City May Be Liable for|Ex-Cop’s Sex Assault

     MANHATTAN (CN) – A newly public ruling shows that New York City still faces claims from a woman who was sexually assaulted by a detective.
     L.C. claims that New York City Police Detective Oscar Sandino used a search warrant to enter her Queens apartment on Feb. 16, 2008.
     Sandino allegedly ordered a strip search in Sandino’s bedroom, and then threatened her on a car ride to the station that she could lose custody of her children unless she agreed to be “bedded.”
     L.C. said that she asked to leave her interrogation later that night to use the bathroom.
     Sandino allegedly followed her into the stall, showed her his gun, told her to undress and forced to perform oral sex.
     Another unidentified officer helped isolate her in the bathroom, and no other officers reported anything to their superiors, according to L.C.’s complaint.
     Sandino allegedly continued to harass her for weeks with text messages and phone calls.
     L.C. says she turned over the messages and recordings to the NYPD Internal Affairs Bureau in March 2008, and then met with Sandino while wearing a wire.
     The police allegedly removed Sandino from active duty that month.
     Sandino later pleaded guilty to sexually assaulting L.C. and engaging in “lewd sexual behavior” in front of another woman. He was sentenced to two years in prison.
     L.C. sued him, his unidentified colleagues and the city for civil rights violations in 2009.
     U.S. District Judge Sidney Stein refused to grant the city judgment on the pleadings on Aug. 22, 2011, but the opinion was not made until over a year later, Sept. 6, 2012.

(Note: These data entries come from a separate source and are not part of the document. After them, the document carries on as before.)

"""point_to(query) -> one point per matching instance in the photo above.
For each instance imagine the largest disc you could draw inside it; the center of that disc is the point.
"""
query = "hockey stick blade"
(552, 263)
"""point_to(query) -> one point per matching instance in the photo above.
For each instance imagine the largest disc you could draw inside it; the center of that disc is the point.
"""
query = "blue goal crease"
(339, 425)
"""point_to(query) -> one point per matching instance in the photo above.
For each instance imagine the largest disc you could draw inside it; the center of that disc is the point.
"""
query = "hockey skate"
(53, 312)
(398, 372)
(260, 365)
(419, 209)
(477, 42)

     L.C. claims the city has a “policy and practice which provides practically unimpeded control over female suspects and prospective female confidential informants, and which fails to explicitly prohibit the use of sexual dominance and gender exploitative control tactics that seek to further investigative ends and individual officer[s’] personal prurient desire[s],” according to the opinion.

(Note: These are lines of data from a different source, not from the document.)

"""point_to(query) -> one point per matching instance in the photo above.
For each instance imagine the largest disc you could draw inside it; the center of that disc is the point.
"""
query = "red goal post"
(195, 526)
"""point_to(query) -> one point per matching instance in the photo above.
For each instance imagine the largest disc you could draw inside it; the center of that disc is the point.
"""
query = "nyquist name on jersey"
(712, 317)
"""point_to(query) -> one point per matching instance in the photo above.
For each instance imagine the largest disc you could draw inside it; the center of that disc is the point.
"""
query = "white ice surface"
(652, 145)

     The NYPD must face claims that its unwritten “code of silence” stops other officers from blowing the whistle on abuse.

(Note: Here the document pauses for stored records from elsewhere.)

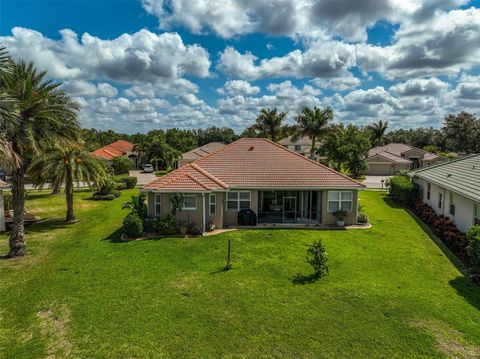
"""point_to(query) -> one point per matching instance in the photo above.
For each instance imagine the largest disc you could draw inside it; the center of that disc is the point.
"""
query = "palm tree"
(314, 123)
(269, 122)
(63, 167)
(377, 132)
(46, 117)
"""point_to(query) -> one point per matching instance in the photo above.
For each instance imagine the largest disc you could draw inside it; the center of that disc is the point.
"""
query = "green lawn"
(391, 292)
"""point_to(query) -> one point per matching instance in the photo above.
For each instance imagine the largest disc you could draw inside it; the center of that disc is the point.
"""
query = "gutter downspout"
(203, 213)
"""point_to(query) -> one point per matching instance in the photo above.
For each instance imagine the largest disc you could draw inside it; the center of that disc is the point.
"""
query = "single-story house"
(279, 185)
(3, 186)
(395, 157)
(199, 152)
(452, 189)
(116, 149)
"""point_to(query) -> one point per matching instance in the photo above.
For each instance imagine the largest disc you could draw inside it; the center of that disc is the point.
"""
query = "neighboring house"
(3, 186)
(279, 185)
(452, 189)
(395, 157)
(199, 152)
(116, 149)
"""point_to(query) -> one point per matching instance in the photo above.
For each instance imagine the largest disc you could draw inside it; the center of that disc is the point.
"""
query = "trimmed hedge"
(473, 246)
(403, 190)
(133, 225)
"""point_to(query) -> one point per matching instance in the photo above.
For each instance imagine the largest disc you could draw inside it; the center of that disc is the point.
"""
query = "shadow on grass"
(49, 224)
(467, 289)
(301, 279)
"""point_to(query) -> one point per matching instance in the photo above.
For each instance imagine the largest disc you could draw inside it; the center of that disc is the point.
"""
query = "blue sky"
(139, 65)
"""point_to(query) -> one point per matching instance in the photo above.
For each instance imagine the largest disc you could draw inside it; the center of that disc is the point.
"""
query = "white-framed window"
(237, 200)
(190, 202)
(213, 204)
(158, 205)
(340, 200)
(452, 205)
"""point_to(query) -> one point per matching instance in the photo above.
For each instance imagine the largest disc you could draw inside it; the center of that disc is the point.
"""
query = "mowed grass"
(391, 291)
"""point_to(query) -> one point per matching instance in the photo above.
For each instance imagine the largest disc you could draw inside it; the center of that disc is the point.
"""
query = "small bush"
(362, 217)
(473, 246)
(130, 182)
(133, 225)
(165, 224)
(403, 190)
(120, 186)
(317, 258)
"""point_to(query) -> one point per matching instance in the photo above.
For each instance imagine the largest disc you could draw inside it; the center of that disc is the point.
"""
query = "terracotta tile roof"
(253, 163)
(114, 149)
(202, 151)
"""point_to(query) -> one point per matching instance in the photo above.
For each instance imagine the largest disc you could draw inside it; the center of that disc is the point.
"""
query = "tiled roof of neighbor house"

     Stein refused to defer to the city’s assurance that a “single rogue police detective” was to blame.
     “The city may be right,” Stein wrote. “However, the alleged facts, taken as true for purposes of this motion, plausibly suggest otherwise.”
     The city might also be liable under the Monell doctrine, named after a 1978 Supreme Court case that first established local government accountability for unconstitutional acts.
     Though the Internal Affairs Bureau allegedly took swift action against Sandino, the city could still be liable.
     “In any event, the issue of whether the city eventually investigates and disciplines employees accused of misconduct is distinct from whether the city was deliberately indifferent to the violation of citizens’ constitutional rights in the first place,” Stein wrote. “In other words, even if the city took corrective action, its training and supervision of male officers vis-a-vis female detainees and informants still may have been inadequate.”
     In a March 2012 motion for summary judgment, city lawyers described Sandino’s conduct as “shocking and deplorable,” but still just an “isolated incident,”
     “There are no facts pled in the complaint which even remotely suggest that the alleged conduct at issue is (or can be) attributable to a custom or policy of the city of New York,” city lawyer Karl Ashanti wrote.
     One consultant told the court that an absent policy could be just as damaging.
     “The NYPD has no specific provisions or safeguards on how to recruit female informants in a manner that would reduce the risk of injuring a female detainee,” former officer Richard Rivera wrote in a declaration supporting L.C. “Since there are no written provisions and a lack of training it leaves officers to do as they see fit and without boundaries to gain the trust of a confidential informant.”
     Rivera says he has trained more than 100 police internal affairs investigators in the past three years.